Even with all its violence, Fargo was essentially a feel-good film. It gave you bumbling fools who got caught, a clear-cut heroine to cheer for and, finally, closure, all nestled in a linear story arc with dileneated characters and motivations. No Country For Old Men could not be any more different. This film is dark. It is slow and unforgiving. From first frame, we have no information about anyone. We are thrust into a world, dropped in as if from a plane with no parachute, and expected to watch and not ask questions. Men do things that make us wonder “why?” There are no motivations for any of the characters. Evil comes and we know it when it arrives, but there’s nobody and nothing to stop it. We wait for the good-hearted hero to step up, but instead he gives up and walks away. We are not sure if he even admits defeat.
There is a chill that runs through this film, a blanket of evil from first frame to last. There is an emptiness in the world painted here, and there is no humor. Humor is such a Coen trademark, in every film, even the dramas, that the clear absence of it here speaks so loudly to the film’s themes of inevitability and evil triumphing over good.
And then there’s the ending…..
Frustration. Confusion. Questions. Depression. I don’t remember feeling this way at the end of Fargo. A-ha. Maybe that’s just the point.
This film is based on a novel by Cormac McCarthy, so the Coens didn’t originate the idea (even though they wrote the screenplay). But there must have been a reason the Coen Brothers chose to make THIS book. And a reason they chose to make it THIS way. They had something more to say. Or, more appropriately, they had something else to say.

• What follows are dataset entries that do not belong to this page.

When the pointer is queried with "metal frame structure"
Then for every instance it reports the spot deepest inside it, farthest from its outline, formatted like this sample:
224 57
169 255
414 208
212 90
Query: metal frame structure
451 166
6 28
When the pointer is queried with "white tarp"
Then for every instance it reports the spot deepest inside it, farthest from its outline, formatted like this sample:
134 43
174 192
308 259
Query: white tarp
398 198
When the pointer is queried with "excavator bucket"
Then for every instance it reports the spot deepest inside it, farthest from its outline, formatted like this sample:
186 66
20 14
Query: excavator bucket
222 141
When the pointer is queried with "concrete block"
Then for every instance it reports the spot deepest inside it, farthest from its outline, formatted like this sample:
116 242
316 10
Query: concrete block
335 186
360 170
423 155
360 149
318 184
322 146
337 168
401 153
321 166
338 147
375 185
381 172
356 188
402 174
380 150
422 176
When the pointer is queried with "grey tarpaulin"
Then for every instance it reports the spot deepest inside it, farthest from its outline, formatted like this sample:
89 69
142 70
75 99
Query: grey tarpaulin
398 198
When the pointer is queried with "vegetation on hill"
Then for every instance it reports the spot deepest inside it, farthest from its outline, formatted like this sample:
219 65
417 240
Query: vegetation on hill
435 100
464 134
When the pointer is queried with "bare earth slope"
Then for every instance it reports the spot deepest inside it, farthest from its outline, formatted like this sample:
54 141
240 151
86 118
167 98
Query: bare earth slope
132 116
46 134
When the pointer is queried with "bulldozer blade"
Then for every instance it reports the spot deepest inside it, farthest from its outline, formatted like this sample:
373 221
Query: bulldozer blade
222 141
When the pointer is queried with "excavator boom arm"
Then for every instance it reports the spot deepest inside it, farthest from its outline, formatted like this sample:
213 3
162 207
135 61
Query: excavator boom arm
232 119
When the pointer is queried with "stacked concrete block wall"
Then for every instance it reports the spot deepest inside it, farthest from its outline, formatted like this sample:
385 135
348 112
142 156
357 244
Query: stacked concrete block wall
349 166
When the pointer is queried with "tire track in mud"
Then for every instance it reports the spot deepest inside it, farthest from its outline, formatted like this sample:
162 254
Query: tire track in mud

And the irony of it is, the brothers are enjoying the best reviews of their career since Fargo, and it’s the front-runner to win the Oscar for Best Picture. There’s nothing like inspiration to motivate.
All this being said, what do I think of No Country For Old Men as a film? Speaking both as a fan of film and as a fan of the Coens, I was disappointed. The film is slow and the characters lack motivation, so it is difficult to get involved. There are huge gaps in the story, answers to questions that never come, which bring frustration, but mostly, the film grinds to a screeching halt about twenty minutes before the end. The film is a moral tale and the philosophizing comes at you all at once, which bogs the film down.
BUT, it is still a Coen Brothers film, which makes it superior to 90% of all films made. It still has SUPERIOR cinematography and art direction. I still and always believe the mood created in a Coen Brothers film is second-to-none. If you don’t feel you are IN rural Texas when you’re watching this film, then there’s something wrong with you. Their film-making style is stark, simple and a pure joy to experience, every time. Their shots are at times breathtaking and their use of shadow and light are genius.
Normally, exceptional acting is a staple of a Coen Brothers film. It surprises me to say that the acting in this film is not exceptional. Javier Bardem plays a vicious killer with a philosophical bent, and he delivers a fine performance, but it is quiet and one-dimensional. Tommy Lee Jones, who plays the sheriff, doesn’t do anything I haven’t seen before. Josh Brolin, the man in the middle and the “star” of the film, is the one surprise here, simply because I wasn’t expecting this kind of performance out of him, but he’s not given much to sink his teeth into. This is just not an actors’ film.
In fact, I’m still not sure what exactly this film is, except a wasteland of death and depression. The Coens may have purged their Fargo ghost, but I hope they find their smile again soon.